MP MICHAEL Gove has condemned the "dark and furious" activism against Israel.
He told Monday's Conservative Friends of Israel's annual business lunch: "There is no abatement in the threat to Israel, with the growth of an anti-Israel movement in recent years fuelled by a dark and furious energy.
"This movement hopes to take advantage not only of fading memories and youthful ignorance, but of residual and nascent bigotries of the worst kind.
"We can - and should - feel gratitude for the founders of the state of Israel and the generations of its citizens who endured so much, worked so hard and gave so much to ensure the state's prosperity."
The Environment Secretary also said that, in the centenary year of the Balfour Declaration, Britain should "feel proud of the role it played" in creating modern Israel."

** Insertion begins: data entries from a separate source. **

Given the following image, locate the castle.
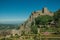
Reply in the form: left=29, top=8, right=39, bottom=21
left=13, top=7, right=54, bottom=35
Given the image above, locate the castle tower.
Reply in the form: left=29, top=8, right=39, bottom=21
left=42, top=7, right=53, bottom=16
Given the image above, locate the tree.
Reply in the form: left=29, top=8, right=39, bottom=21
left=35, top=15, right=53, bottom=25
left=30, top=25, right=38, bottom=34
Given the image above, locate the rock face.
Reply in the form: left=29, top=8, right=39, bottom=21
left=16, top=7, right=54, bottom=34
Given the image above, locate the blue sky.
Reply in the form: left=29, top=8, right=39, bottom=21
left=0, top=0, right=60, bottom=23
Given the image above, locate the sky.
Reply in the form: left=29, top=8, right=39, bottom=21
left=0, top=0, right=60, bottom=23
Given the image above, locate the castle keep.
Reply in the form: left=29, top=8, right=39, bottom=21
left=13, top=7, right=54, bottom=35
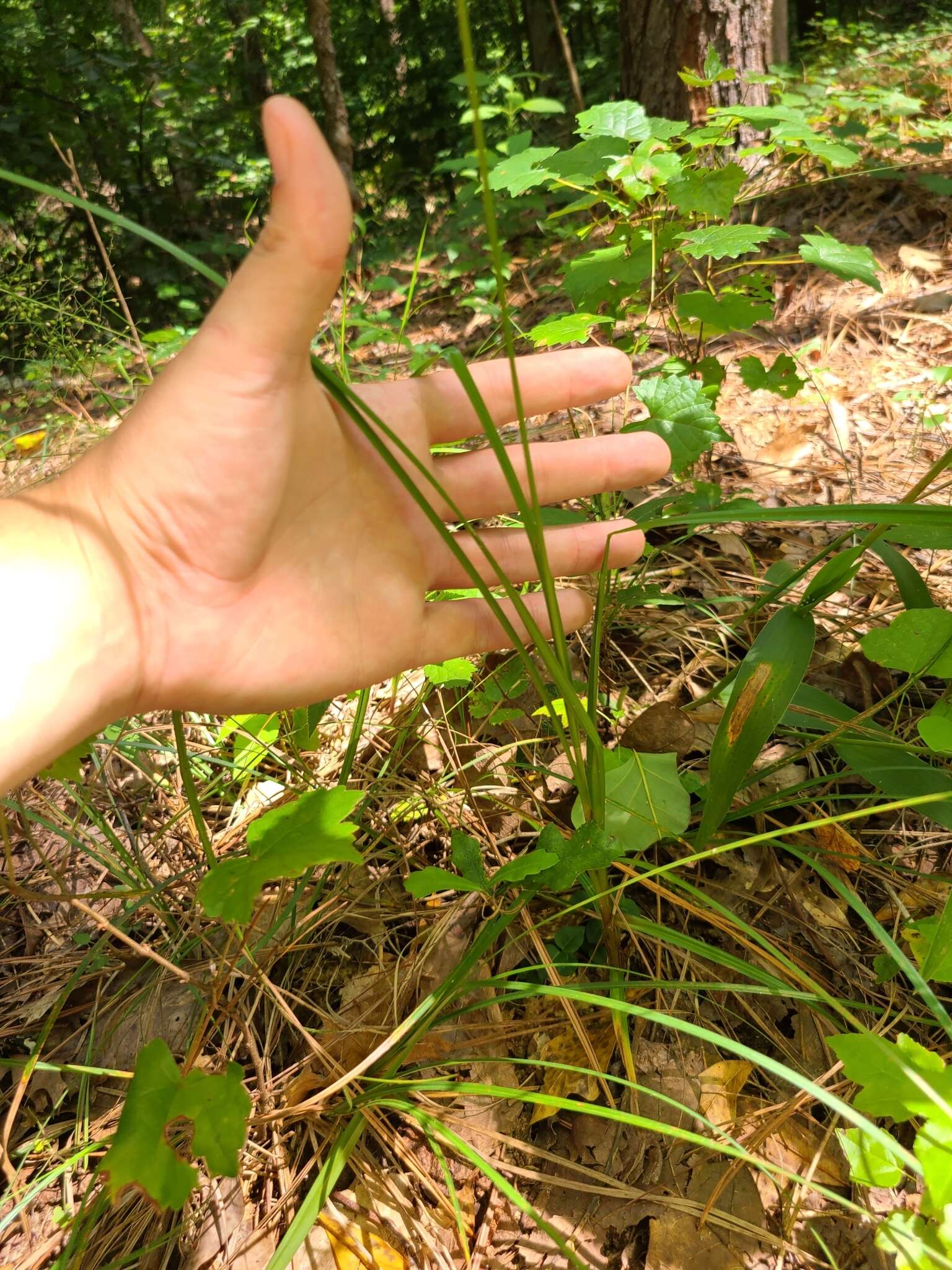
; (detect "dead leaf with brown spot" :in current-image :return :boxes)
[618,701,694,758]
[698,1058,754,1128]
[899,242,946,274]
[532,1011,614,1124]
[183,1177,278,1270]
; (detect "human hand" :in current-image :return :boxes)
[4,98,669,777]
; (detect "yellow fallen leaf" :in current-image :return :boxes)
[532,1012,614,1124]
[698,1058,754,1127]
[317,1213,408,1270]
[12,428,46,455]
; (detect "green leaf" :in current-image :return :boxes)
[668,162,746,221]
[875,1208,950,1270]
[801,546,866,607]
[449,829,488,890]
[872,538,935,608]
[678,224,790,260]
[913,1112,952,1217]
[519,97,565,114]
[902,910,952,983]
[491,848,558,892]
[563,245,651,309]
[783,683,952,829]
[622,375,730,473]
[695,606,816,846]
[594,748,690,855]
[403,866,486,899]
[678,291,773,332]
[546,136,628,185]
[738,353,806,400]
[216,713,281,773]
[827,1032,952,1121]
[99,1037,252,1208]
[917,171,952,197]
[198,786,363,923]
[575,102,651,141]
[837,1129,902,1186]
[800,234,882,291]
[534,820,625,890]
[883,525,952,551]
[915,701,952,756]
[39,737,94,781]
[859,608,952,680]
[423,657,476,688]
[529,314,614,348]
[488,146,556,195]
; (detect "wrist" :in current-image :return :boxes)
[0,480,141,789]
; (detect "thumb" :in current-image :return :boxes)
[201,97,351,363]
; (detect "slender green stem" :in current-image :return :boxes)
[171,710,214,865]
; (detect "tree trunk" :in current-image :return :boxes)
[112,0,152,57]
[305,0,355,200]
[619,0,782,121]
[224,0,274,110]
[770,0,790,64]
[522,0,562,93]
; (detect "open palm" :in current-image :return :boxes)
[65,98,669,711]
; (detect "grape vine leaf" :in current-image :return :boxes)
[875,1208,952,1270]
[666,162,746,221]
[917,701,952,755]
[198,786,363,923]
[837,1129,902,1186]
[575,102,651,141]
[678,224,790,260]
[562,245,651,309]
[622,375,730,473]
[573,747,690,858]
[99,1036,252,1208]
[738,353,806,399]
[829,1032,952,1120]
[533,813,625,890]
[678,291,773,330]
[859,608,952,680]
[529,314,614,348]
[423,657,476,688]
[800,233,882,291]
[488,146,556,195]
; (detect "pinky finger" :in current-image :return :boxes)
[421,590,593,663]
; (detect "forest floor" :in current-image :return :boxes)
[0,107,952,1270]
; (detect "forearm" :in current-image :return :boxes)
[0,477,136,794]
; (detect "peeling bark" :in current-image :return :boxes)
[619,0,782,120]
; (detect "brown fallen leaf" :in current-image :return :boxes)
[618,701,694,758]
[899,242,945,274]
[317,1212,408,1270]
[531,1011,614,1124]
[759,1117,849,1186]
[698,1058,754,1128]
[814,824,867,873]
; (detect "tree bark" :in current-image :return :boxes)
[305,0,355,200]
[522,0,562,93]
[619,0,783,121]
[224,0,274,109]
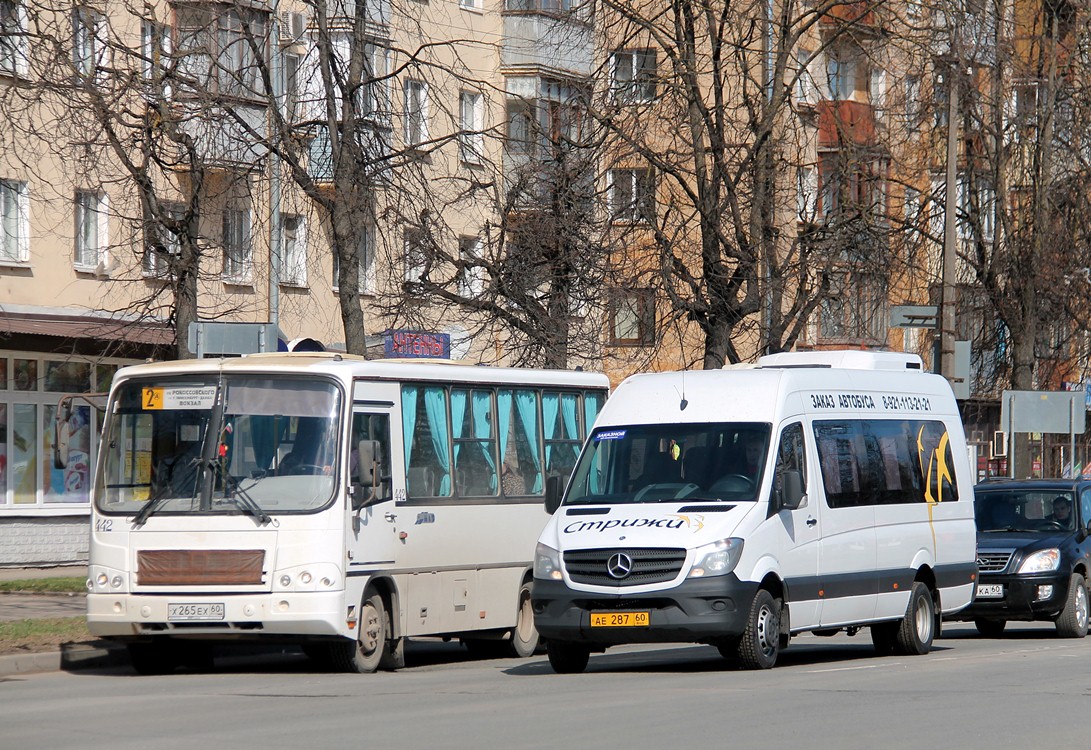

"That land has always been the historic homeland of the Jewish people - it is their birthright," he added.
"Every inch of that land has been fought and died for."
The minister said Israel's enemies wanted "not a smaller Israel, but no Israel at all".
He explained: "The elimination of Israel is the political project of Hamas, the military ambition of Hezbollah, the dark fantasy of al-Qaeda and the animating wickedness at the heart of Isis."
Mr Gove also said that when people talk about 'occupation', they are not referring to Ramallah, Bethlehem or Nablus, "they are talking about every inch of the state that was declared nearly 70 years ago".
"These people keep showing their true colours - again and again", he added, citing a protest at the American embassy in London last Friday to object to Donald Trump's decision to recognise Jerusalem as Israel's capital.
The crowd, Mr Gove emphasised, did not call for a two-state solution, with Israel and a future Palestinian state living side-by-side - instead large numbers chanted "Khaybar Khaybar, ya yahud, Jaish Muhammad, sa yahud", meaning "Jews, remember Khaybar the army of Muhammad is returning".
Mr Gove added: "Talking of the city that the Israeli government long-ago declared as its capital, why would they invoke a battle 1,400 years ago where Muslim armies captured and slaughtered Jews?"
"Such people have a fundamental problem with the existence of any Jewish state anywhere in the world and especially in what has been the homeland of the Jewish people long before any other surviving claimant came along".
He said that there should be "no ambiguity" over the UK's pride in "the role we played in the restoration of Jewish sovereignty in the land of Israel".
Mr Gove added: "At a time when our history in Britain has become, for many, either an embarrassment or an indictment, let us be clear that committing to provide a home for the Jewish people was not just a moral good, it has been a success for mankind, a vindication of the human spirit.
"Every single inch of that land has been fought for and died for by generations of Israelis and generations of Jews who did not simply demand their rights".
"Not a piece of that land came easily or remained easily and every portion of it has been fought for with sacrifices that are unimaginable for most of us sitting here today".
The event was also addressed by Minister for the Middle East Alistair Burt MP, Israel's ambassador to the UK, Mark Regev, former CFI parliamentary chairman Sir Eric Pickles and CFI honorary president Lord Polak.